Filter the database by status to see what's recorded but not yet edited, by guest type to see whether you've leaned too hard on one kind of voice, by month to see your release rhythm. Sort by recording date when prep season starts. The same data, viewed however the moment requires.

## The idea inbox — and how it stops being a graveyard

Every podcast host has a list of episode ideas and potential guests that never gets touched. The list isn't broken; the system around it is. Ideas need somewhere to land fast and a regular pass that decides which ones to advance.

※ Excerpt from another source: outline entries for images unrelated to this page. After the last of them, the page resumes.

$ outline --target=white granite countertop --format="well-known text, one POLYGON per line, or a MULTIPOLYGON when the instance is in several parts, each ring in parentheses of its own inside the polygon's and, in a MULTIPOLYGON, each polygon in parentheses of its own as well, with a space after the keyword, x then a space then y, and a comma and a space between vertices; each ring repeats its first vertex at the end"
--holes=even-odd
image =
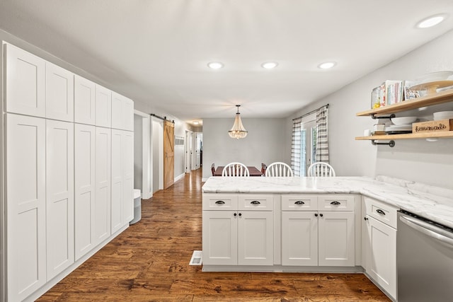
POLYGON ((378 176, 336 178, 211 177, 204 193, 355 193, 453 228, 453 190, 378 176))

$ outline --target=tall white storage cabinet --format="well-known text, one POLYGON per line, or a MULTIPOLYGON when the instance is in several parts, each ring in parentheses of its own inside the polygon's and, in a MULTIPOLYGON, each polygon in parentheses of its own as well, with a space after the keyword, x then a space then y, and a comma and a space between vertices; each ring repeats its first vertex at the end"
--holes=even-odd
POLYGON ((95 224, 94 126, 74 124, 75 259, 94 248, 95 224))
POLYGON ((6 116, 8 301, 46 282, 45 120, 6 116))
POLYGON ((0 300, 33 301, 133 219, 134 105, 120 96, 121 127, 113 132, 111 91, 2 47, 0 300))
POLYGON ((74 124, 46 121, 47 280, 74 261, 74 124))
POLYGON ((110 129, 96 127, 93 225, 95 244, 101 243, 113 233, 113 231, 110 231, 111 138, 110 129))

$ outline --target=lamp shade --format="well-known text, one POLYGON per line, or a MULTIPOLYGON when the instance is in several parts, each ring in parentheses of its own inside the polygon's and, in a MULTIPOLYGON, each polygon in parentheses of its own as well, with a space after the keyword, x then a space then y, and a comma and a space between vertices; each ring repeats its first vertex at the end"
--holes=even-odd
POLYGON ((241 113, 239 113, 240 105, 236 105, 238 108, 238 112, 236 113, 236 117, 234 118, 234 124, 231 130, 228 132, 229 137, 231 139, 243 139, 247 136, 247 130, 243 127, 242 121, 241 120, 241 113))

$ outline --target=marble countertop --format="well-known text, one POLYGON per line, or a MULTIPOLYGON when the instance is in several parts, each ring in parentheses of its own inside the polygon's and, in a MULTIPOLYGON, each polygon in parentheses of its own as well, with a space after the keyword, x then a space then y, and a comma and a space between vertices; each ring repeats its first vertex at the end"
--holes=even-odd
POLYGON ((361 194, 453 228, 453 190, 386 176, 336 178, 211 177, 204 193, 361 194))

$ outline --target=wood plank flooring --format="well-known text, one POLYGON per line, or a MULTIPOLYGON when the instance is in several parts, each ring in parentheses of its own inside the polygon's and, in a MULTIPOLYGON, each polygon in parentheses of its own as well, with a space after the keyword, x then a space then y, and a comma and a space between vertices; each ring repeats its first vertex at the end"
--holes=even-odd
POLYGON ((203 272, 201 170, 142 203, 142 220, 38 301, 389 301, 362 274, 203 272))

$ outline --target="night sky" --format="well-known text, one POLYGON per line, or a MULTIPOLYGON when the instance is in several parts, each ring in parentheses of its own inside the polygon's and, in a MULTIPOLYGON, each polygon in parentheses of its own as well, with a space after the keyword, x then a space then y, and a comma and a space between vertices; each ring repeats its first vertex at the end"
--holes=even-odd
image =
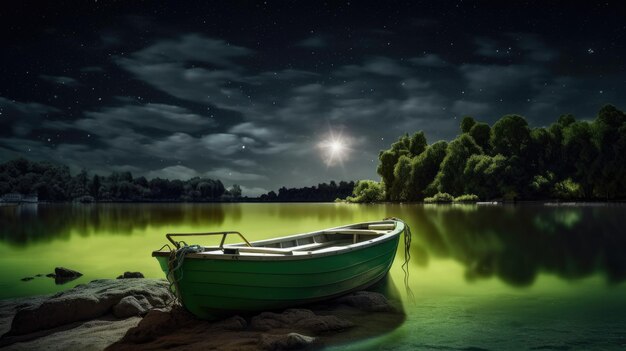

A "Future episodes" page with a simple inline database — title, type, source of idea, status — handles the landing part. Adding a row takes ten seconds. The pass is something you do once a month: open the page, ask the agent to pull every row added in the last thirty days, look at the list, decide which two to advance into a guest dossier or an outline. Archive the rest with a note. The graveyard problem is mostly about not deciding fast enough; the regular pass fixes it.

The agent can also help with the upstream side. Ask: "Read my last twenty episode pages and the post-recording notes. What topics keep coming up that I haven't done a dedicated episode on?" The recurring thread that you noticed three times but never named becomes the next episode.

## Reusing the back catalog

A long-running podcast accumulates a real archive. Hundreds of hours of recordings, transcripts, and notes that sit in storage and rarely get looked at again. That archive is a research asset — you just need to be able to query it. The same archive becomes a content-repurposing engine when you connect it to your other work — see [content repurposing across platforms](/guides/creatives-content/content-repurposing-across-platforms/) for the multi-channel version.

With the transcripts in your vault as plain markdown, ask the agent: "Find every time a guest in the last two years has talked about parenting and a creative career. Pull the relevant exchanges with the episode and timestamp." You get a list of moments you forgot existed. That's the spine of a clip episode, a written reflection, or a follow-up conversation with one of those guests.

For specific operational questions: "What did I commit to following up on with Sara Vance after our last episode?" The agent reads the episode's post-recording notes and your own follow-up doc and tells you. You stop dropping the loose ends.

## Solo episodes and essay drafts

Not every show is interview-driven. If you do solo episodes or scripted essays, the workflow shifts. The episode page becomes a writing page. The outline becomes an actual draft that you record from. The agent helps with the structural work that's hard to do staring at the page — pulling your previous treatments of the same theme, finding the half-finished essay from three months ago that fits this week's idea, suggesting where the script slows down too much.

Working from your own back-catalog of notes, demos, and earlier essays gives you a voice that sounds like you, because it was grounded in you. Generic AI prose has a flat tone you can hear in three sentences. Notes-grounded drafting doesn't.

## A vault you actually open

The system only works if you open it. The habit that makes it stick is small: ten minutes the day before a recording — open the guest's dossier, skim the agent's first-pass questions, pick the three you actually want to ask, edit the outline. Five minutes after — drop the audio, type three lines about how it went and what surprised you. Over the run of the show, those debriefs become the most useful pages in the vault. They're the only place where you've honestly recorded what you learned.

The agent doesn't make the show. It reads what you've gathered, transcribes what you've recorded, and pulls back the things you've already noticed. The recording, the questions, the taste — those are still yours. The chores around them get smaller, which is the whole point.